PROJECT 3: Data Warehouse

About The Project


1. Quick start

First, we need to open up evn_setup.ipynb to set up the AWS working environments. Please follow the directions and run the codes in evn_setup.ipynb until STEP 4.

After confirming the DB connection is made in STEP 4, open your terminal and run create_tables.py to build vacant tables on Amazon Redshift.

python3 create_tables.py

Lastly, run the etl.py file to process the JSON data into the created tables.

python3 etl.py

Please make sure to revisit evn_setup.ipynb, unblock the codes in STEP 5, and run them to close down AWS resources after the project.


2. Files in the repository

  • create_erd.ipynb plots the ER Diagram of the current DB on Amazon Redshift.
  • create_tables.py builds your DB tables on Amazon Redshift.
  • dwh.cfg contains arguments required to set up your AWS environments and to use its resources.
  • env_setup.ipynb contains codes to set up your AWS working environments.
  • etl.py inserts data into DB tables.
  • README.md introduces the project and its usage guidelines.
  • sparkifydb_erd.png depicts the ER Diagram of the DB.
  • sql_queries.py contains postgreSQL commands.

3. Database design

The current database has a star schema, consisting of one fact and four dimension tables.
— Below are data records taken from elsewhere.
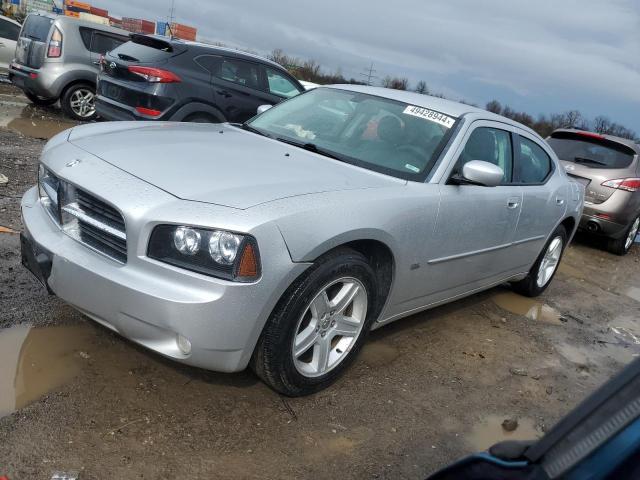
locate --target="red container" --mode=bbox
[91,7,109,18]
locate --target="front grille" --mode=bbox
[76,188,125,232]
[40,166,127,263]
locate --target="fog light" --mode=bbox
[177,335,191,355]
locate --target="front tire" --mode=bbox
[252,248,377,397]
[512,225,568,297]
[608,217,640,256]
[60,83,96,122]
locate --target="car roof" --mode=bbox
[28,12,131,37]
[551,128,640,155]
[323,84,540,131]
[165,35,287,71]
[0,15,22,27]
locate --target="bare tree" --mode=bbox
[486,100,502,115]
[415,80,429,95]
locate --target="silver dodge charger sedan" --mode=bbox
[21,86,584,396]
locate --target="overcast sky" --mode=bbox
[97,0,640,134]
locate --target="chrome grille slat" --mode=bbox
[38,165,127,263]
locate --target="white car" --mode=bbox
[0,15,21,73]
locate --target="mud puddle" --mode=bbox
[0,101,76,140]
[492,292,562,325]
[0,325,95,417]
[465,415,543,451]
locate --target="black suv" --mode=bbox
[96,34,304,123]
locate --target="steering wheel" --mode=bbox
[396,145,429,168]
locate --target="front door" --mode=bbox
[426,121,522,301]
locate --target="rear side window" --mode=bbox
[21,15,53,42]
[216,58,261,90]
[547,132,635,168]
[455,127,513,184]
[515,137,552,184]
[91,32,126,55]
[267,68,300,98]
[111,35,180,63]
[0,18,20,42]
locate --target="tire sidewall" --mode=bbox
[530,225,568,295]
[60,83,97,122]
[262,252,377,394]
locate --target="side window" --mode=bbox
[454,127,513,184]
[194,55,220,76]
[0,18,20,42]
[216,58,260,90]
[267,68,300,98]
[90,32,126,55]
[516,137,551,184]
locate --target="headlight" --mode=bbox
[147,225,260,282]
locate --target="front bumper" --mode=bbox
[22,188,306,372]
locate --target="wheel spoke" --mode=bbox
[309,290,329,319]
[313,337,331,373]
[329,282,360,313]
[293,322,319,358]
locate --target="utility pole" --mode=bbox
[169,0,176,24]
[360,62,378,86]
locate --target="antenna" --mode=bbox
[360,62,378,86]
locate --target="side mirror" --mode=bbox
[460,160,504,187]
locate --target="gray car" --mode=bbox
[9,13,129,121]
[22,86,584,395]
[547,129,640,255]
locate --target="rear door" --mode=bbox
[15,14,53,69]
[426,121,522,301]
[0,18,20,71]
[212,56,282,123]
[513,131,570,270]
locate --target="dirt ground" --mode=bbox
[0,85,640,480]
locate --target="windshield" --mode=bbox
[547,132,635,168]
[249,88,455,180]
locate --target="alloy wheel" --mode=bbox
[291,277,368,377]
[624,217,640,250]
[69,88,96,118]
[536,237,563,288]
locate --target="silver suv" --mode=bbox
[9,14,129,121]
[547,129,640,255]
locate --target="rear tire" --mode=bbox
[60,83,96,122]
[607,217,640,256]
[251,248,377,397]
[24,92,58,107]
[512,225,568,297]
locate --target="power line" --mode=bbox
[360,62,379,86]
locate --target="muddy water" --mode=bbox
[492,292,562,325]
[0,325,95,417]
[0,101,76,140]
[465,415,543,451]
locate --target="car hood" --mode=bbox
[68,122,406,209]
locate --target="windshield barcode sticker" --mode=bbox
[402,105,455,128]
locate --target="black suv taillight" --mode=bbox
[47,27,62,58]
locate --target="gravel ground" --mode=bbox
[0,86,640,480]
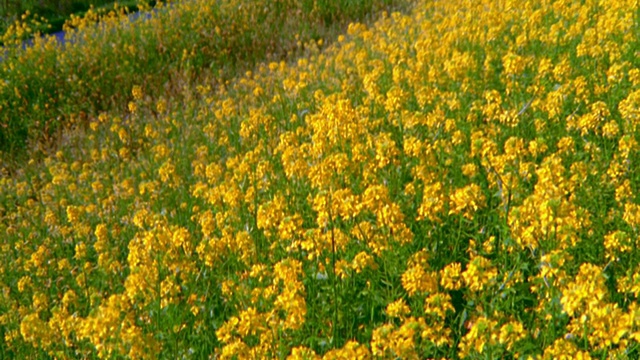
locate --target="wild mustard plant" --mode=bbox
[0,0,640,359]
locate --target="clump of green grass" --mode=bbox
[0,0,400,156]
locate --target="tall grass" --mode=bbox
[0,0,400,154]
[0,0,640,359]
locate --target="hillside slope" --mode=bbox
[0,0,640,359]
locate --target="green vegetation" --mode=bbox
[0,0,150,35]
[0,0,399,158]
[0,0,640,360]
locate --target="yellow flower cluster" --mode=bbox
[0,0,640,359]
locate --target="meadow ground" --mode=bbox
[0,0,640,359]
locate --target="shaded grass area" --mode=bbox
[0,0,410,162]
[0,0,151,35]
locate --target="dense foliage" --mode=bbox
[0,0,640,359]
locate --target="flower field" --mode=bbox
[0,0,640,359]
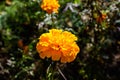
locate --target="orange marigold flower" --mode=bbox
[36,29,80,63]
[41,0,60,14]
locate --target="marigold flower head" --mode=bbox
[36,29,80,63]
[41,0,60,14]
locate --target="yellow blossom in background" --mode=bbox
[36,29,80,63]
[41,0,60,14]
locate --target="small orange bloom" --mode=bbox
[41,0,60,14]
[36,29,80,63]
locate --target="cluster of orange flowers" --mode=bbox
[41,0,60,14]
[36,29,80,63]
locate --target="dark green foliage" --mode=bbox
[0,0,120,80]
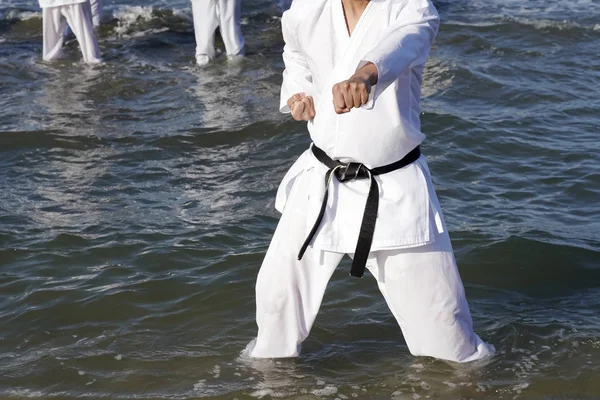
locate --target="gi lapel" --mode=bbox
[329,0,376,82]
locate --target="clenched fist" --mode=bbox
[288,93,316,121]
[332,63,379,114]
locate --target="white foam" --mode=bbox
[0,10,42,21]
[310,386,337,396]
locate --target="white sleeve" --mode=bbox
[279,11,313,113]
[357,0,440,108]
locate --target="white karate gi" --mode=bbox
[39,0,102,63]
[279,0,292,13]
[90,0,102,28]
[192,0,245,65]
[249,0,494,362]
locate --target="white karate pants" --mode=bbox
[42,2,102,63]
[249,181,495,362]
[192,0,245,65]
[279,0,292,13]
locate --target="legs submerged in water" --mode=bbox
[43,3,102,63]
[368,228,494,362]
[250,172,494,362]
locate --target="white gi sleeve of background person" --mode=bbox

The songplays table, a fact table, captures users' activity in the music app and the rest tables such as users, songs, artists, and time represents basic information of participants and resources related to its business.

The two staging tables - staging_events and staging_songs - are the representation of raw JSON files that later would be used to build the dimensional data model.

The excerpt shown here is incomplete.